There isn't always a connective tissue between the new releases we'll highlight in a given week, but sometimes you just luck into it at the last second. On very short notice, the first New Music Friday of March brings two albums from hip-hop stars embroiled in label conflicts, two of the more exciting recent indie rock debuts, and another album from a boundary-pushing art pop collective. Here are just five records worth checking out in another especially busy week for new releases and everything else:

Lil Uzi Vert — Eternal Atake

After a tumultuous few years with his label and a short-lived retirement, Lil Uzi Vert finally released the Luv Is Rage 2 follow-up. Eternal Atake has certainly been in the works for a while, with Uzi announcing it was finished by the end of 2018. Things materialized quickly in the past week, when he shared it was two weeks out on Instagram, and then launched a fan-led poll to pick the album art. He released the full tracklist late last night, but the release today was still effectively a surprise. Two recent singles, "That Way" and "Futsal Shuffle 2020" are here as bonus tracks, but otherwise it's 16 new ones from Uzi.

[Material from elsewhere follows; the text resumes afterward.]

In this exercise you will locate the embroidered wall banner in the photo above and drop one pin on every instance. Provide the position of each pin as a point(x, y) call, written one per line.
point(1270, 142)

Megan Thee Stallion — Suga

Megan Thee Stallion’s been contending with a bitter legal battle of her own, feuding with former MLB star and label head Carl Crawford. Crawford has since disputed her account, claiming that he cut her a $50,000 check upon signing with 300. "Nothing is true that she said. Me being greedy and taking money from her, that's crazy," he said. Nevertheless, she won a temporary restraining order to get Suga released today, and it’s here as promised. It includes the previously released “B.I.T.C.H.” and eight other new tracks, with features from Gunna and Kehlani.

Snarls — Burst

On Burst, one of the most invigorating debut indie rock albums in recent memory, this Columbus, Ohio four-piece fully announce themselves. Snarls channel all of emo's youthful longing, irresistible power pop hooks, and overlapping shoegaze guitar lines. Opener "Walk in the Woods" is probably the best way in here, with vocalist Chlo White's full-throated peaks on display by the song's towering climax. The potential feels limitless.

U.S. Girls — Heavy Light

Meg Remy's Toronto-based art pop collective has covered so much territory in their first six records and roped in countless studio collaborators, it's tough to imagine the scale expanding. And yet, she recorded Heavy Light live with a lineup of 20 musicians. Always refracting familiar elements of pop history into something entirely new, the new record has an even more vibrant live-wire energy. The spontaneity of early singles "Overtime" and "4 American Dollars" was just a preview.

Disq — Collector

Saddle Creek, the venerable Omaha label best known for its folk and emo hallmarks, has a new act that colors a bit outside those parameters. Disq brings snappy, perceptive post-punk that plays loose with its distance from chaos. Collector is a sharp, sometimes nihilistic set of tracks that don't feel too beholden to any of their disaffected indie rock forefathers.